Sébastien ROSELÉ Mercredi 30 octobre 2013
Le barrage de Régina jugé illégal par huit associations
Le poste de Bélizon, en juillet 2012. Ce poste a été déplacé au niveau du pont de Régina. C'est ce barrage qui est contesté ( photo d'archives)

Un recours a été formé contre l'arrêté préfectoral instituant le poste de contrôle de Régina.

C'est par arrêté préfectoral que les barrages d'Iracoubo et de Bélizon ont été établis. Ce dernier a été déplacé au niveau du pont de Régina. Tous les six mois, le préfet signe la reconduction du processus tenu par les gendarmes.
Estimant que celui de Régina entravait la liberté de circuler, d'accéder aux soins, à l'éducation ou au droit, huit associations (1) ont formé un recours devant le tribunal administratif de Cayenne, jeudi dernier. L'affaire n'a pas encore été examinée par la juridiction.

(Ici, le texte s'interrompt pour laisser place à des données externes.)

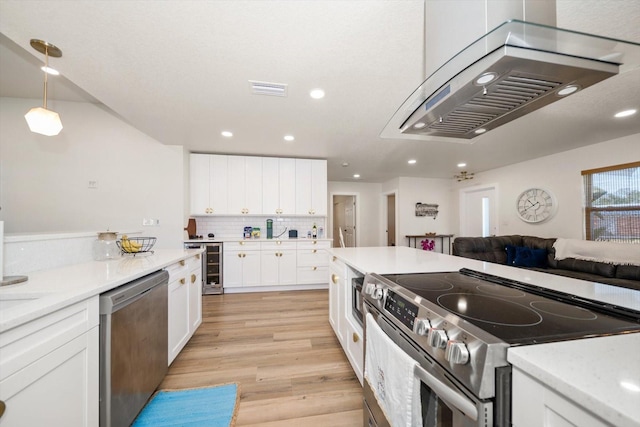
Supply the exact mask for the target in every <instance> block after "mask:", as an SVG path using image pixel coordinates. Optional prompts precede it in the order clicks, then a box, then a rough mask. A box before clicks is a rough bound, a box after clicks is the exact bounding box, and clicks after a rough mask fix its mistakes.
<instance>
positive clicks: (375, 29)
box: [0, 0, 640, 182]
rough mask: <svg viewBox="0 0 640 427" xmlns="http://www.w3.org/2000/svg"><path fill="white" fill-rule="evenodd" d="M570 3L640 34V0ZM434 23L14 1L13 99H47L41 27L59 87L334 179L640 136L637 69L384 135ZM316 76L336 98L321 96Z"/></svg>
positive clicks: (50, 84) (135, 124)
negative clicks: (37, 52) (472, 122)
mask: <svg viewBox="0 0 640 427" xmlns="http://www.w3.org/2000/svg"><path fill="white" fill-rule="evenodd" d="M429 1H432V0H429ZM460 3H461V7H462V6H463V4H464V2H460ZM557 3H558V8H557V10H558V26H561V27H562V26H565V27H570V28H572V29H576V30H581V31H587V32H588V31H593V32H595V33H598V34H602V35H607V36H610V37H618V38H623V39H630V40H635V41H638V40H640V29H639V28H638V25H637V22H640V1H639V0H620V1H610V0H609V1H606V0H598V1H592V0H591V1H582V2H575V1H571V0H562V1H560V0H559V1H558V2H557ZM577 3H580V5H577ZM578 6H580V7H578ZM423 22H424V3H423V1H422V0H420V1H411V0H406V1H169V0H166V1H161V2H158V1H82V2H78V1H56V0H45V1H9V0H0V33H2V35H1V36H0V67H1V68H0V70H1V73H0V96H10V97H28V98H40V97H41V84H40V81H41V78H42V77H41V73H40V72H39V71H38V64H39V63H40V62H41V60H42V55H40V54H38V53H37V52H36V51H34V50H33V49H31V48H30V47H29V39H31V38H40V39H43V40H47V41H49V42H51V43H54V44H56V45H57V46H59V47H60V48H61V49H62V51H63V57H62V58H59V59H56V58H54V59H52V60H51V63H52V65H53V66H55V67H56V68H57V69H59V70H60V71H61V73H62V76H63V77H58V78H56V79H51V80H50V86H49V92H50V93H49V95H50V96H51V98H52V99H60V100H71V101H89V102H100V103H102V104H104V105H105V106H107V107H108V108H109V109H111V110H112V111H114V112H115V113H117V114H118V115H119V116H121V117H122V118H123V119H125V120H126V121H127V122H128V123H130V124H132V125H133V126H135V127H137V128H138V129H140V130H141V131H143V132H145V133H147V134H148V135H150V136H152V137H154V138H155V139H157V140H158V141H160V142H162V143H164V144H177V145H184V146H186V147H188V148H189V149H190V150H191V151H198V152H216V153H229V154H253V155H268V156H286V157H312V158H326V159H328V161H329V179H330V180H332V181H348V180H352V179H353V178H352V177H351V176H352V174H354V173H359V174H361V176H362V178H361V179H362V180H363V181H369V182H383V181H386V180H388V179H391V178H395V177H397V176H422V177H433V178H451V177H452V176H453V175H454V174H456V173H458V168H457V167H456V164H457V163H459V162H466V163H467V164H468V167H467V169H468V170H469V171H471V172H481V171H484V170H488V169H493V168H496V167H500V166H504V165H507V164H513V163H516V162H520V161H524V160H527V159H531V158H536V157H541V156H544V155H548V154H553V153H557V152H560V151H566V150H570V149H573V148H578V147H580V146H584V145H589V144H593V143H597V142H601V141H606V140H609V139H614V138H617V137H621V136H626V135H630V134H638V133H640V118H638V117H636V118H632V119H630V120H627V121H614V120H613V119H611V116H612V114H613V113H614V112H616V111H618V110H620V109H622V108H630V107H635V108H638V107H640V105H639V103H640V101H638V100H639V99H640V70H634V71H631V72H628V73H625V74H622V75H619V76H616V77H614V78H611V79H609V80H607V81H605V82H603V83H601V84H599V85H597V86H594V87H592V88H589V89H588V90H585V91H583V92H580V93H578V94H576V95H574V96H572V97H570V98H568V99H565V100H562V101H560V102H557V103H555V104H553V105H550V106H548V107H546V108H544V109H542V110H539V111H536V112H534V113H532V114H530V115H529V116H526V117H524V118H522V119H519V120H516V121H514V122H512V123H509V124H507V125H505V126H503V127H501V128H498V129H496V130H494V131H492V132H489V133H487V134H485V135H483V136H481V137H478V138H475V141H476V142H475V143H473V144H471V145H466V144H458V143H451V142H447V141H446V140H443V141H441V142H439V141H430V142H426V141H407V140H388V139H381V138H380V137H379V134H380V132H381V130H382V128H383V127H384V126H385V124H386V123H387V121H388V120H389V119H390V118H391V116H392V115H393V113H394V112H395V110H396V109H397V108H398V107H399V106H400V104H402V102H403V101H404V100H405V99H406V97H407V96H409V94H410V93H411V92H412V91H413V90H414V89H415V88H416V87H417V86H418V85H419V84H420V83H421V82H422V80H423V79H424V70H423V67H424V55H423V51H424V49H425V42H424V40H423V38H424V37H423V34H424V29H423V27H424V23H423ZM563 24H564V25H563ZM426 48H427V49H428V43H426ZM249 80H258V81H267V82H276V83H285V84H287V85H288V96H287V97H271V96H256V95H252V94H251V93H250V88H249V83H248V81H249ZM316 87H321V88H323V89H324V90H325V91H326V94H327V95H326V97H325V98H324V99H322V100H313V99H311V98H310V97H309V91H310V90H311V89H313V88H316ZM222 130H231V131H233V132H234V137H233V138H231V139H227V138H224V137H222V136H220V132H221V131H222ZM285 134H292V135H294V136H295V138H296V139H295V141H294V142H286V141H284V140H283V136H284V135H285ZM411 158H413V159H417V161H418V162H417V164H416V165H413V166H411V165H408V164H407V160H408V159H411ZM343 162H348V163H349V164H350V166H349V167H342V166H341V165H342V163H343Z"/></svg>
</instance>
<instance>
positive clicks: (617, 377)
mask: <svg viewBox="0 0 640 427" xmlns="http://www.w3.org/2000/svg"><path fill="white" fill-rule="evenodd" d="M507 360H508V361H509V363H511V364H513V365H514V366H516V367H518V368H519V369H521V370H523V371H524V372H526V373H528V374H529V375H531V376H532V377H534V378H535V379H537V380H538V381H540V382H541V383H543V384H545V385H546V386H547V387H549V388H551V389H553V390H555V391H556V392H558V394H561V395H562V396H564V397H565V398H567V399H569V400H571V401H573V402H575V404H576V405H578V406H581V407H583V408H586V409H588V410H589V411H591V412H592V413H594V414H596V415H597V416H598V417H600V418H602V419H604V420H606V421H607V422H608V423H611V425H614V426H618V427H622V426H640V334H638V333H636V334H627V335H615V336H610V337H602V338H591V339H582V340H574V341H564V342H559V343H550V344H539V345H531V346H522V347H515V348H512V349H509V351H508V354H507Z"/></svg>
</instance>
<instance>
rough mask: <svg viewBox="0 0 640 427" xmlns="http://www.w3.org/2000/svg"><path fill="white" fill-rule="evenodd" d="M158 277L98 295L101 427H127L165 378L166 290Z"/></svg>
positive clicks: (167, 284) (163, 272) (163, 282)
mask: <svg viewBox="0 0 640 427" xmlns="http://www.w3.org/2000/svg"><path fill="white" fill-rule="evenodd" d="M168 282H169V273H167V272H166V271H164V270H163V271H159V272H156V273H152V274H150V275H148V276H144V277H142V278H140V279H138V280H135V281H133V282H131V283H129V284H127V285H123V286H120V287H118V288H116V289H114V290H112V291H109V292H106V293H104V294H102V295H100V426H101V427H109V426H128V425H130V424H131V422H132V421H133V420H134V419H135V417H136V416H137V415H138V413H139V412H140V410H141V409H142V408H143V407H144V405H145V403H146V402H147V400H148V399H149V397H151V395H152V394H153V392H154V391H155V390H156V388H157V387H158V385H159V384H160V382H161V381H162V379H163V378H164V376H165V375H166V373H167V365H168V363H167V357H168V356H167V348H168V341H167V340H168V333H167V331H168V324H167V312H168V305H167V285H168Z"/></svg>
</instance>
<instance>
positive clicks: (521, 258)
mask: <svg viewBox="0 0 640 427" xmlns="http://www.w3.org/2000/svg"><path fill="white" fill-rule="evenodd" d="M512 265H514V266H516V267H540V268H547V250H546V249H531V248H525V247H521V246H518V247H516V256H515V258H514V260H513V264H512Z"/></svg>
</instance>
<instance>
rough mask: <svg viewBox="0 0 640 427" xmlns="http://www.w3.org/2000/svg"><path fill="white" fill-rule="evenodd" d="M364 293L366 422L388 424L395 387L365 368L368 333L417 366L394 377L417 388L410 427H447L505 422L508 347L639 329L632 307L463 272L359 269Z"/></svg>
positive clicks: (501, 423)
mask: <svg viewBox="0 0 640 427" xmlns="http://www.w3.org/2000/svg"><path fill="white" fill-rule="evenodd" d="M362 296H363V314H364V319H365V321H364V335H365V342H364V347H365V366H364V371H365V379H364V426H365V427H374V426H388V425H390V424H389V421H388V419H387V418H386V416H385V414H387V415H388V412H389V408H388V407H387V411H383V409H382V407H383V406H385V405H388V403H387V402H388V401H393V399H387V397H388V396H389V395H390V394H393V393H394V390H395V389H394V388H392V387H387V386H386V385H385V383H384V381H380V380H379V377H378V376H375V373H376V372H378V373H379V372H382V373H383V374H385V372H384V370H382V369H380V367H379V365H376V364H374V365H375V366H373V367H372V366H369V362H368V361H369V360H370V359H371V357H369V356H370V355H369V354H368V353H369V352H371V354H375V352H376V351H380V350H379V348H380V347H379V346H375V345H370V342H369V341H370V338H371V337H372V336H373V335H372V332H373V331H376V333H379V334H380V335H381V336H383V337H386V338H385V344H384V345H386V347H385V350H386V349H388V348H392V349H393V351H395V353H393V354H394V355H395V356H396V357H397V355H398V354H400V355H402V356H403V357H404V356H405V355H406V356H408V358H410V359H409V360H411V359H412V362H415V365H416V366H415V368H414V369H413V372H412V373H411V374H409V373H407V371H403V372H404V376H406V378H400V380H401V382H400V383H401V384H402V383H403V381H406V382H409V381H412V383H411V384H419V398H415V397H413V398H412V400H415V401H418V402H419V409H417V410H416V411H415V412H418V411H419V413H420V414H421V418H422V423H421V424H418V425H422V426H449V427H450V426H453V427H460V426H463V427H467V426H474V427H478V426H483V427H485V426H509V425H510V423H511V366H510V365H509V363H508V362H507V350H508V348H509V347H512V346H521V345H534V344H540V343H546V342H554V341H561V340H570V339H581V338H586V337H595V336H601V335H612V334H618V333H628V332H640V313H638V312H635V311H633V310H628V309H624V308H622V307H613V306H611V305H605V304H602V303H598V302H596V301H592V300H585V299H576V298H572V296H571V295H567V294H561V293H559V292H554V291H549V290H548V289H545V288H542V287H539V286H532V285H531V284H525V283H520V282H516V281H513V280H507V279H502V278H498V277H496V276H491V275H488V274H483V273H479V272H475V271H472V270H466V269H462V270H460V271H459V272H458V271H456V272H444V273H420V274H396V275H385V276H380V275H377V274H367V275H366V276H365V279H364V283H363V288H362ZM371 341H373V340H371ZM380 352H381V353H383V351H380ZM398 352H399V353H398ZM393 360H394V361H396V360H397V359H393ZM372 371H373V374H374V375H373V376H372ZM388 372H392V373H393V372H395V371H394V370H392V369H389V370H388V371H387V372H386V374H387V375H386V377H387V378H388V377H389V376H393V374H388ZM368 378H374V380H373V381H372V382H373V384H371V382H370V381H369V379H368ZM383 380H384V375H383ZM381 385H382V386H384V387H383V388H382V389H381ZM416 388H417V387H416ZM416 388H414V389H413V390H414V391H415V390H416ZM385 394H386V396H385ZM412 396H414V395H412ZM391 409H393V408H391Z"/></svg>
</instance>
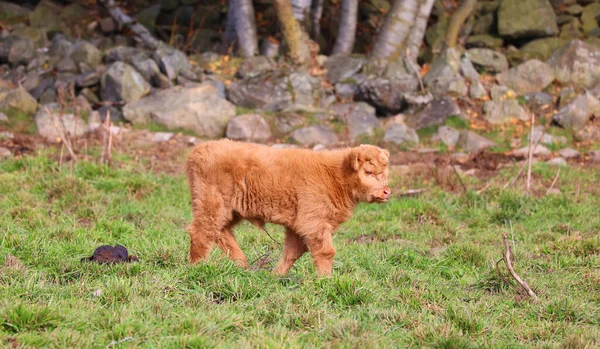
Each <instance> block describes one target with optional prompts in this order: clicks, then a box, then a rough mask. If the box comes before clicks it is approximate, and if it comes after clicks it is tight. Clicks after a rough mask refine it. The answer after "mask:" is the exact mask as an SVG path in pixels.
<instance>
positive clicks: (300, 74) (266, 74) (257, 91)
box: [227, 72, 317, 111]
mask: <svg viewBox="0 0 600 349" xmlns="http://www.w3.org/2000/svg"><path fill="white" fill-rule="evenodd" d="M316 84H317V81H316V80H315V79H314V78H313V77H311V76H310V75H308V74H306V73H304V72H292V73H290V74H282V72H273V73H267V74H261V75H259V76H256V77H252V78H246V79H244V80H241V81H236V82H232V83H231V84H229V85H228V86H227V98H228V99H229V100H230V101H231V102H232V103H233V104H235V105H237V106H240V107H245V108H263V109H265V110H269V111H280V110H283V109H286V108H288V107H291V106H293V105H311V104H312V103H313V90H314V87H315V86H316Z"/></svg>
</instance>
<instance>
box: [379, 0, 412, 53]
mask: <svg viewBox="0 0 600 349" xmlns="http://www.w3.org/2000/svg"><path fill="white" fill-rule="evenodd" d="M419 5H420V1H419V0H395V1H394V4H393V5H392V8H391V9H390V11H389V12H388V14H387V15H386V16H385V19H384V21H383V25H382V26H381V30H380V31H379V34H377V38H376V39H375V44H374V45H373V51H372V52H371V55H372V56H373V57H375V58H385V59H387V60H390V61H393V60H396V59H398V58H399V57H401V56H403V54H404V53H405V52H404V51H405V47H406V42H407V39H408V36H409V35H410V32H411V29H412V27H413V24H414V23H415V17H416V15H417V10H418V8H419Z"/></svg>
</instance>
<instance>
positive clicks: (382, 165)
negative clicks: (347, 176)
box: [347, 144, 391, 202]
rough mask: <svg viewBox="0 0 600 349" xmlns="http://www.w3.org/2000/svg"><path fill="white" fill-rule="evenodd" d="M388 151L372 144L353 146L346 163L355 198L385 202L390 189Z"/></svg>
mask: <svg viewBox="0 0 600 349" xmlns="http://www.w3.org/2000/svg"><path fill="white" fill-rule="evenodd" d="M389 157H390V152H389V151H387V150H385V149H381V148H379V147H375V146H372V145H364V144H363V145H361V146H359V147H356V148H353V149H352V150H351V151H350V153H349V155H348V159H347V160H348V161H347V164H348V166H349V169H350V171H351V173H352V177H353V178H352V179H353V180H352V182H353V183H352V190H353V195H354V197H355V199H356V200H358V201H363V202H386V201H388V199H389V198H390V194H391V190H390V186H389V184H388V162H389Z"/></svg>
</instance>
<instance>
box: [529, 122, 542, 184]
mask: <svg viewBox="0 0 600 349" xmlns="http://www.w3.org/2000/svg"><path fill="white" fill-rule="evenodd" d="M534 127H535V114H534V113H531V133H530V134H529V153H528V154H527V193H528V194H529V193H530V192H531V164H532V163H533V147H532V145H533V129H534ZM542 138H544V135H543V134H542V136H541V137H540V139H542ZM536 148H537V144H536Z"/></svg>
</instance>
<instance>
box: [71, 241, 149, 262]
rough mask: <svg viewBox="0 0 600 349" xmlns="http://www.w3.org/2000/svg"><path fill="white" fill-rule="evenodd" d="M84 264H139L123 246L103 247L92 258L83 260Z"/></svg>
mask: <svg viewBox="0 0 600 349" xmlns="http://www.w3.org/2000/svg"><path fill="white" fill-rule="evenodd" d="M81 261H82V262H96V263H98V264H115V263H129V262H137V261H138V258H137V257H136V256H133V255H132V256H130V255H129V252H128V251H127V249H126V248H125V247H123V246H121V245H116V246H114V247H113V246H109V245H102V246H100V247H98V248H96V250H95V251H94V254H93V255H92V256H91V257H87V258H82V259H81Z"/></svg>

L'avocate Me Dominique Monget-Sarrail, qui représente les associations, ne compte plus les exemples de personnes qui ont été empêchées d'aller et venir par le poste de contrôle installé sur la RN2. « Des personnes qui n'ont pas de carte de séjour et qui vivent à Saint-Georges ou à Régina ne peuvent passer. Or les démarches pour régulariser leur situation se font à Cayenne. » Autre exemple cité par la juriste, « les jeunes bacheliers qui ne peuvent aller à Cayenne pour obtenir une carte de séjour » . Et c'est sans parler des parents qui ne peuvent aller voir un enfant hospitalisé dans le chef-lieu. En fait, l'avocate déplore que contrairement à Saint-Laurent, il n'y ait pas dans l'Est de tribunal d'instance ni de sous-préfecture ni même d'hôpital pour faire ce type de démarches.
« Ce sont des atteintes vraiment graves » , s'emporte Me Monget-Sarrail. « L'arrêté a été pris à titre exceptionnel et ça dure depuis 2007. C'est la seule situation comme ça en France à ma connaissance. »
Quant à l'argument qui consiste à dire que les barrages permettraient de réduire la délinquance, l'avocate pense que c'est une fiction. « Je me demande combien de délinquants passent par les barrages plutôt que de les contourner. Je ne suis pas du tout convaincue par le dispositif. Les délinquants ne sont pas arrêtés dans les barrages. » Et la représentante des huit associations de conclure : « C'est comme pour le pont de l'Oyapock et les inquiétudes qu'il inspire. Les trafiquants ne vont pas l'emprunter. »
(1) Il s'agit des associations suivantes : Aides, la Cimade, le Collectif Haïti de France, le Comede, la Fasti, le Gisti, la Ligue des droits de l'Homme et Médecins du Monde.